Marwa Yassine, interrogée par l’AFP, confie : « Je paie 20 shekels (environ 5,20 dollars) pour utiliser la charrette qui me transporte de Deir al-Balah à Nuseirat. » Bien que ce prix lui semble élevé, elle admet : « Dans ces conditions difficiles, tout paraît raisonnable. »

Yassine, enseignante et mère de trois enfants, ajoute : « Au début de la guerre, j’étais gênée de monter dans une charrette tirée par un âne. Maintenant, je n’ai plus d’autre choix. »

Le coût de l’alimentation animale

Selon l’Organisation des Nations unies pour l’alimentation et l’agriculture (FAO), 43 % des animaux de travail à Gaza, dont les ânes, chevaux et mulets, avaient péri d’ici août dernier. Il n’en reste qu’environ 2 600 aujourd’hui.

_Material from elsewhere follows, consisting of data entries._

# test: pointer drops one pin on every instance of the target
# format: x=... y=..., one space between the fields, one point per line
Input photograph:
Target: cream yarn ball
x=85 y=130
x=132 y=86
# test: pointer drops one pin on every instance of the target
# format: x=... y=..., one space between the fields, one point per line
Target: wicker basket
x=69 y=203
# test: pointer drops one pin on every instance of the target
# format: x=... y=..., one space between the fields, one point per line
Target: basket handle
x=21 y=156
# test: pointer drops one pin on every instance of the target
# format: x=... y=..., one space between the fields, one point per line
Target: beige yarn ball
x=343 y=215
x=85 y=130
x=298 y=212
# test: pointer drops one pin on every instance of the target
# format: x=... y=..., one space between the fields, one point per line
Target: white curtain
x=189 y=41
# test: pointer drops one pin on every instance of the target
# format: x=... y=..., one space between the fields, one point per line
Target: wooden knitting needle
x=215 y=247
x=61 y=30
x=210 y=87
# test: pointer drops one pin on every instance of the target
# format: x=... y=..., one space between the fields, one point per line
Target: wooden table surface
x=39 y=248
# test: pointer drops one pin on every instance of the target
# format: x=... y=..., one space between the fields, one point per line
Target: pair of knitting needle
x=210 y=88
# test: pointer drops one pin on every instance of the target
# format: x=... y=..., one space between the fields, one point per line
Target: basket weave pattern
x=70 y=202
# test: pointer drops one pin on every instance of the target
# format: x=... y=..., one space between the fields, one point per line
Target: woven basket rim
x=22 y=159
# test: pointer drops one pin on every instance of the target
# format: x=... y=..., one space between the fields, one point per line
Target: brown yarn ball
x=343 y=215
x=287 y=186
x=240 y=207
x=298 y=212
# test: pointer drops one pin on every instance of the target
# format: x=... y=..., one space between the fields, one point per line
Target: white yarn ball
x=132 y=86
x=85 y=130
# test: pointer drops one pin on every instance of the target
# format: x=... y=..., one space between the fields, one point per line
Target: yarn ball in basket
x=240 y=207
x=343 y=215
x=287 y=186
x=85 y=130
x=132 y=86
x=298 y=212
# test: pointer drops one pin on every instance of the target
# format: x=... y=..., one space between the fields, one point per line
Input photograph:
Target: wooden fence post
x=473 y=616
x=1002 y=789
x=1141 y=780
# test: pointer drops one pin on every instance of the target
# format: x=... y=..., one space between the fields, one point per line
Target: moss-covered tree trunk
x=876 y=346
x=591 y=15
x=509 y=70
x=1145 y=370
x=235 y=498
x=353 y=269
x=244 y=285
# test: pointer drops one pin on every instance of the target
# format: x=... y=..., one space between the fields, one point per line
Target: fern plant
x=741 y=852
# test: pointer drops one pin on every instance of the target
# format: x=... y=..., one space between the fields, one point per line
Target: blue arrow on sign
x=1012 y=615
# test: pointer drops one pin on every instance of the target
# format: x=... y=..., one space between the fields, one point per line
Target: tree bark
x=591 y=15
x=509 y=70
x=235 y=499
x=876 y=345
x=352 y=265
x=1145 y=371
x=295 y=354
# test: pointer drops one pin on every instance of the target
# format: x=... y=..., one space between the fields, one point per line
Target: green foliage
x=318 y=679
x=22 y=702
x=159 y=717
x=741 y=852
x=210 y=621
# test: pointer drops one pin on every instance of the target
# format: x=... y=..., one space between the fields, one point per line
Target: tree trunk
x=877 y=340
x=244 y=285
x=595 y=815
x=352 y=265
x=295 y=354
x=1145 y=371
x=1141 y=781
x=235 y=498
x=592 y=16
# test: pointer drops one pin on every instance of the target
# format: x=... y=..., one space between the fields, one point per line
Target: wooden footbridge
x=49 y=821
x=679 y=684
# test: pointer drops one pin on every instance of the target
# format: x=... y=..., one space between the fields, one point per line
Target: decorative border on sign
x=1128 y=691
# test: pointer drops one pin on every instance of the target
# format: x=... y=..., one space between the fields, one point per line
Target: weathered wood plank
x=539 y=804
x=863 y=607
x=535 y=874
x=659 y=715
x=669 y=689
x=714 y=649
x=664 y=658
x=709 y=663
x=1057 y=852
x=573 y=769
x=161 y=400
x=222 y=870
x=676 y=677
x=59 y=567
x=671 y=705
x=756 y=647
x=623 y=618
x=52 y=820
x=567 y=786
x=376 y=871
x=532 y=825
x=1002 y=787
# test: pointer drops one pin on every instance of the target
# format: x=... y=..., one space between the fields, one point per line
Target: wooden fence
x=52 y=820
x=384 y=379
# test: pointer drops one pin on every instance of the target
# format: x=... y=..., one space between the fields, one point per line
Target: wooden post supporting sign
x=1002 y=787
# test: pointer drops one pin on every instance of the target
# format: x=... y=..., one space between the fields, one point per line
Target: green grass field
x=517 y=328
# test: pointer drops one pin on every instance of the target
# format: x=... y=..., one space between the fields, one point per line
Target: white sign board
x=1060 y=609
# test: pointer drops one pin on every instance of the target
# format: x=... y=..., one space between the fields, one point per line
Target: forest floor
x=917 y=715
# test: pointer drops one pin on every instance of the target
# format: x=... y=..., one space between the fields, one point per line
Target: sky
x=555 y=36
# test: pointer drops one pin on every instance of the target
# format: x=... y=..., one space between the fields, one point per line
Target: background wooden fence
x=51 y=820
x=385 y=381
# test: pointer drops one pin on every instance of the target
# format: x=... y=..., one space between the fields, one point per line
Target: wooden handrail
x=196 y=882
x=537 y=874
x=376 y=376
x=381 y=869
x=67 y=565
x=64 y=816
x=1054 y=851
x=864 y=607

Amina Abou Maghsib a acheté son âne pour 2 500 shekels (environ 650 euros), mais elle doit également payer pour son alimentation, dont le prix a considérablement augmenté, tout comme celui des denrées alimentaires rares à Gaza.

Elle gagne environ 20 shekels par jour grâce aux clients utilisant sa charrette pour se déplacer. « J’ai acheté cet âne à crédit. Mon premier âne est mort dans la guerre à Deir al-Balah, frappé par des éclats d’obus », raconte-t-elle.

Une ressource essentielle

Abdel Msebbah, 32 ans, déplacé avec sa famille de 20 personnes de Gaza-ville vers le sud du territoire, dépend également de son âne pour gagner sa vie. « Avant la guerre, je vendais des légumes sur une charrette. Maintenant, je fais des livraisons », explique-t-il. Mais il déplore : « Mon âne panique lorsque les bombardements israéliens s’approchent trop près. »

Malgré tout, il veille à bien nourrir son animal, bien que le prix d’un sac d’orge soit passé de trois à 50 shekels.

« Plus précieux que l’or »

Depuis le début de la guerre en octobre 2023, déclenchée par une attaque sans précédent du Hamas contre Israël, l’État hébreu a renforcé un blocus déjà en place depuis 2007, compliquant encore la distribution d’aide et de marchandises.

En plus des combats incessants, les 2,4 millions d’habitants de Gaza subissent des pénuries sévères de carburant, de nourriture et de médicaments.

Un récent rapport des Nations unies avertit d’une famine imminente dans le nord du territoire, tandis que l’UNRWA, l’agence de l’ONU pour les réfugiés palestiniens, signale que les aides humanitaires sont à leur plus bas niveau depuis des mois.

Dans ce contexte, Youssef Mohammed, 23 ans, déplacé du nord de Gaza à Khan Younès dans le sud, affirme que son âne est devenu une « bouée de sauvetage » pour sa famille. « Quand la guerre a commencé, les frais de transport en voiture étaient exorbitants. Je n’avais pas d’autre option que de compter sur mon âne. Dieu merci, je l’avais quand nous avons été forcés d’évacuer », témoigne-t-il.

Les charrettes tirées par des ânes servent également à transporter les blessés ou les morts dans un conflit ayant fait plus de 44 200 victimes à Gaza.

Mouhammad Abou Alyan, 70 ans, de Khan Younès, explique que l’âne est devenu « le seul moyen de sauver des vies, de transporter les blessés et de livrer des vivres et des médicaments ».

Pour Hassani Abou Warda, 62 ans, dont la maison a été détruite par les bombardements israéliens à Jabalia dans le nord de Gaza, la charrette est un moyen de fuir le danger. Après avoir attendu 14 heures, il a pu transporter sa mère âgée, ses enfants et ses 20 petits-enfants grâce à une charrette tirée par un âne. « L’âne est devenu plus précieux que l’or », conclut-il.